Forrester’s customer conversation framework (CCF) is a tool to lead non-sales professionals to the right audience and the correct context for sales-ready content.
The framework provides a common set of terms and references for CMI analysts and sales reps to speak clearly with each other about what research they need. Forrester’s framework has two dimensions:
- Sales objectives. Every sales process, no matter how complex or simple, includes four common objectives across the sales cycle — a rep must 1) get access; 2) have meaningful conversations; 3) establish a shared vision; and 4) help the client make the business case to justify the purchase.
- Customer stakeholders. Forrester’s framework uses four roles that typically constitute the agreement network of people who participate in any technology purchase decision — business leaders, CIOs, IT managers, and subject-matter experts.
This link will take you to the research document that outlines the CCF and how to apply it to your CMI organization: Make Competitive Intelligence Sales-Ready Using Forrester’s Customer Conversation Framework.

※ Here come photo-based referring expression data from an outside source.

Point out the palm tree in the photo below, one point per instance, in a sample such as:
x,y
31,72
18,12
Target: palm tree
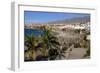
x,y
51,43
31,43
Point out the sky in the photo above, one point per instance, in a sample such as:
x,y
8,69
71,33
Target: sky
x,y
44,17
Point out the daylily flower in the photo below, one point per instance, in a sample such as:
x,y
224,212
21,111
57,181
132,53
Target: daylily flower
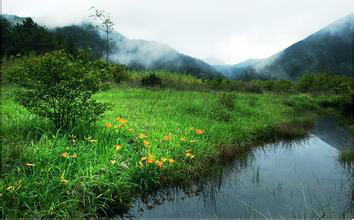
x,y
142,136
199,131
118,146
30,164
168,137
63,180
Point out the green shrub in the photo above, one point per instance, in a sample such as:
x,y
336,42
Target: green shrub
x,y
58,87
119,72
151,80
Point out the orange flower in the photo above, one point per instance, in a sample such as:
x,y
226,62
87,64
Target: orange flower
x,y
168,137
142,136
199,131
190,155
121,120
63,180
30,164
118,146
108,125
146,143
65,155
150,159
159,164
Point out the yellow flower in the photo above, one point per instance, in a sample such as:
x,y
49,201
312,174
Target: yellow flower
x,y
63,180
118,126
30,164
118,146
121,120
168,137
146,143
150,159
142,136
159,164
189,154
199,131
108,125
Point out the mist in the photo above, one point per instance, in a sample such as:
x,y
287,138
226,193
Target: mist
x,y
231,31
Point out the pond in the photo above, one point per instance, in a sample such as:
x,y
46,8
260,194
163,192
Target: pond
x,y
298,179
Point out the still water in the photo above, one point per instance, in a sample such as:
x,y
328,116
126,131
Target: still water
x,y
298,179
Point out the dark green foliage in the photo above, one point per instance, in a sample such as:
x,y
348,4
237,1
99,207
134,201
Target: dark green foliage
x,y
151,80
119,72
58,87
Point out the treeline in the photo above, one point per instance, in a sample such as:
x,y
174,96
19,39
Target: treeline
x,y
28,37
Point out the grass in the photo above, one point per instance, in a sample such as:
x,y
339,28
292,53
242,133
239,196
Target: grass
x,y
160,138
346,156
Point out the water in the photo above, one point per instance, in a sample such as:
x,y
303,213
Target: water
x,y
301,179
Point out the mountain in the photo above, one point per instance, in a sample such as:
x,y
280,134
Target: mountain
x,y
141,55
135,54
213,61
232,71
330,50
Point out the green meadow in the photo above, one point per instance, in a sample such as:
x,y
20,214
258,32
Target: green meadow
x,y
181,131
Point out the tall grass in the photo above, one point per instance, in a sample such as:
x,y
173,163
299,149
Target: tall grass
x,y
150,139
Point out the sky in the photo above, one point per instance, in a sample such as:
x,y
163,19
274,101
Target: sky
x,y
230,30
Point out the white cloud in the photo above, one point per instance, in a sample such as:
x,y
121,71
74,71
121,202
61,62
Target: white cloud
x,y
232,30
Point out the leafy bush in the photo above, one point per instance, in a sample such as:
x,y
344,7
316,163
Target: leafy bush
x,y
119,72
151,80
58,87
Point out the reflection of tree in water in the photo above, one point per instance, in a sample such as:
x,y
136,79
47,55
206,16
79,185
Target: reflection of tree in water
x,y
211,191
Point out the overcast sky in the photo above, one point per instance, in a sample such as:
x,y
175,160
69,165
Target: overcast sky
x,y
230,30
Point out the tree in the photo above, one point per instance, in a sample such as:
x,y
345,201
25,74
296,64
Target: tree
x,y
59,87
104,23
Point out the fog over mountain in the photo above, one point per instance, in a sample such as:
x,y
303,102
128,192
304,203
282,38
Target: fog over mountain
x,y
330,50
142,54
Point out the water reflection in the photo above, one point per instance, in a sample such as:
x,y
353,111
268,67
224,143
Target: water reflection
x,y
297,179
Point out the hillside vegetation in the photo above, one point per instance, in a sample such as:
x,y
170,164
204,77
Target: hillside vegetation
x,y
170,130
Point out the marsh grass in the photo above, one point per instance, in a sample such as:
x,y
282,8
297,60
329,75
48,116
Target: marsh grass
x,y
85,173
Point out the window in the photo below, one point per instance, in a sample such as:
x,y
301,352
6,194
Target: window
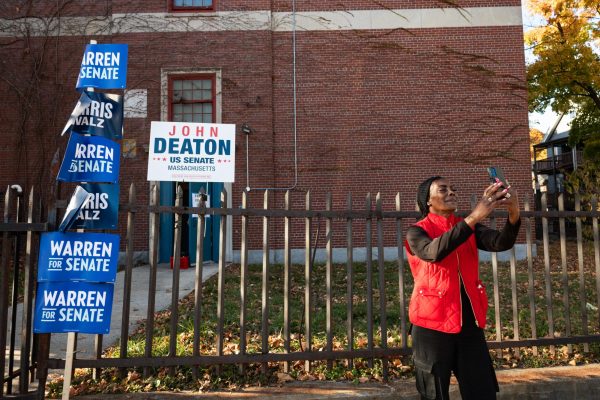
x,y
191,5
192,98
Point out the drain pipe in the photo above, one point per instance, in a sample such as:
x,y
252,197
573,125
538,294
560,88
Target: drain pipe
x,y
247,130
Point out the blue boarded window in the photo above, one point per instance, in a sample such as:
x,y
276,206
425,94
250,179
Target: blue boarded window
x,y
184,5
192,98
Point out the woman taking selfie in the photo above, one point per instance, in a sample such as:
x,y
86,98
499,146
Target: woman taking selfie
x,y
449,304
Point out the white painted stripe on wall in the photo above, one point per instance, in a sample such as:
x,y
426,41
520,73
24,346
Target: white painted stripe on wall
x,y
401,19
264,21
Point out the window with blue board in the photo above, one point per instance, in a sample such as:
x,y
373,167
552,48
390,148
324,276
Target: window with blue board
x,y
191,5
192,98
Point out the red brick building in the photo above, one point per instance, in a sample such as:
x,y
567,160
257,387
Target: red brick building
x,y
349,96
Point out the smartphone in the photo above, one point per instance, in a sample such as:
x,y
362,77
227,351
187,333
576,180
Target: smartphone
x,y
496,172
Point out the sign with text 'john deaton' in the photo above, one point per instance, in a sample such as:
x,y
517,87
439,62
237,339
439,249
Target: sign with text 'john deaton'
x,y
191,152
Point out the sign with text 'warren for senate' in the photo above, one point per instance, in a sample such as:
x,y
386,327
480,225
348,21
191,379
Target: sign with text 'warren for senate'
x,y
191,152
75,256
82,307
90,159
104,66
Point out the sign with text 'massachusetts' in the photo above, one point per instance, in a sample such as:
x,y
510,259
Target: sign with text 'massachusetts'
x,y
104,66
191,152
90,159
75,256
82,307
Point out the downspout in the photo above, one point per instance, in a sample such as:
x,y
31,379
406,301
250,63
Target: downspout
x,y
294,110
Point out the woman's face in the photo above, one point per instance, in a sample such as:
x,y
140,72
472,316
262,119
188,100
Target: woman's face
x,y
442,197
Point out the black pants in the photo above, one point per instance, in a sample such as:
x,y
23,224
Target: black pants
x,y
437,354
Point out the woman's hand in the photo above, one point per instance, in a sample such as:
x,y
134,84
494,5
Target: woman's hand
x,y
511,202
493,196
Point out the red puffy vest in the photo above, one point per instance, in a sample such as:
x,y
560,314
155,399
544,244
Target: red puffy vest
x,y
436,302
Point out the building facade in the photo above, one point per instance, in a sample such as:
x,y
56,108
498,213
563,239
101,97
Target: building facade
x,y
350,96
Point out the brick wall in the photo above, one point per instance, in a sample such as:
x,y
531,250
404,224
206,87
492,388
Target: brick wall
x,y
377,111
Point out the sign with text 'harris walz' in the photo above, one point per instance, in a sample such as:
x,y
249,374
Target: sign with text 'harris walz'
x,y
76,256
104,66
97,114
191,152
101,211
82,307
90,159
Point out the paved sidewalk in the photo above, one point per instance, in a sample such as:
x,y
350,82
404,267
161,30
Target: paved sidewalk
x,y
558,383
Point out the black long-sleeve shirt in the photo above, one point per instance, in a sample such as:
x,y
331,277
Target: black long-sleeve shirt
x,y
434,250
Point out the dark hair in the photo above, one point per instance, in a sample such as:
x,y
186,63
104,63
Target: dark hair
x,y
423,195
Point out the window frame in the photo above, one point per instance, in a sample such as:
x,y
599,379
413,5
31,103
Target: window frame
x,y
174,8
191,77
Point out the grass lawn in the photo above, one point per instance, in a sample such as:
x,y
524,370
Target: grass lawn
x,y
361,371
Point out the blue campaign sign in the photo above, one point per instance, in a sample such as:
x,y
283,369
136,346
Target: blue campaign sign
x,y
83,307
97,114
101,211
75,256
104,66
90,159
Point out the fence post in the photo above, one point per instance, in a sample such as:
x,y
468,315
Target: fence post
x,y
584,319
243,279
328,280
307,282
381,271
28,297
596,252
4,280
127,283
265,286
176,265
198,278
401,296
565,273
287,261
350,282
154,225
547,277
531,288
221,277
369,261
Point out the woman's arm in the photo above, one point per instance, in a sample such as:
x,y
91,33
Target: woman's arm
x,y
434,250
492,240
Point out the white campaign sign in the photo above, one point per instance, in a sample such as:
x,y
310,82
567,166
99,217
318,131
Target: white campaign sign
x,y
191,152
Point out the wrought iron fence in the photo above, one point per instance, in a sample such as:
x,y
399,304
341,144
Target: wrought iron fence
x,y
524,299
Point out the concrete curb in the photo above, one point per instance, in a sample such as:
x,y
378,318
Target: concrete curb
x,y
557,383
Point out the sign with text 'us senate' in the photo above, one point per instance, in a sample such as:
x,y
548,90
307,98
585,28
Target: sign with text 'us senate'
x,y
90,159
191,152
75,256
104,66
82,307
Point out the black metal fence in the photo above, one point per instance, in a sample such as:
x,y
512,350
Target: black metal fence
x,y
550,279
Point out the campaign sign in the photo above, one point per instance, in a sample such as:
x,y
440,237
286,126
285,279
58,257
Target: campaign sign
x,y
76,256
73,307
191,152
102,209
104,66
79,198
90,159
97,114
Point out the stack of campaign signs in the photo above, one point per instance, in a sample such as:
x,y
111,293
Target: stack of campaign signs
x,y
77,270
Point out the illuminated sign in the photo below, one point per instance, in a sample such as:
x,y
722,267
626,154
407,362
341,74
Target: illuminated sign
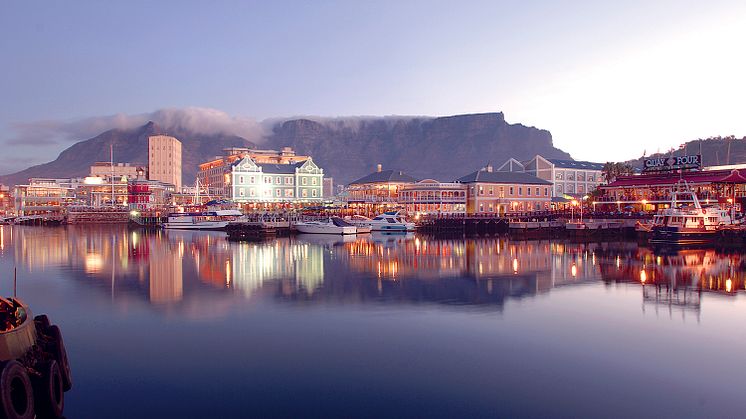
x,y
662,164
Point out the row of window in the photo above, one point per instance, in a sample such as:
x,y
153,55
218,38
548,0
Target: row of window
x,y
279,180
288,193
571,176
511,191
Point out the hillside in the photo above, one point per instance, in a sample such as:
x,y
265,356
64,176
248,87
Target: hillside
x,y
347,148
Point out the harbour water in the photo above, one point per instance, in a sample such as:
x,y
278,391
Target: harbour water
x,y
187,324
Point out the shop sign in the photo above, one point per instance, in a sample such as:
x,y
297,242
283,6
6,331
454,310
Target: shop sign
x,y
664,164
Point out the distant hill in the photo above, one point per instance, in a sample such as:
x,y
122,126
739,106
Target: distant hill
x,y
442,148
129,146
347,148
715,151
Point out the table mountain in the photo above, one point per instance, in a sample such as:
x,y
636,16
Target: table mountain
x,y
347,148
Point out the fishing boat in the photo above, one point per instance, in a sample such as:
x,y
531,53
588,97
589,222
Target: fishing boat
x,y
204,220
392,221
332,225
33,364
687,222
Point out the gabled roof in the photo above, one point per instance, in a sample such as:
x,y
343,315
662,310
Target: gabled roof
x,y
280,169
386,176
576,164
502,177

“I would never use content from marketing for an important customer meeting — I rely only on my trusted, vetted sources for critical insights.” (Hardware industry sales rep)
These challenges are complex — and they become complicated further as customers change how they purchase technology – and vendors change their selling methods in response. These moving targets make it increasingly important that your sales content provide value to selling rather than getting lost among the random acts of sales support!
Forrester will delve deeper into the topics of credibility, sales content, and CMI capabilities at our Sales Enablement Forum in February 2011.
How are you dealing with these challenges in your organization? How do you create sales-ready content? How do you build and maintain credibility? How are you making your sales organization more efficient?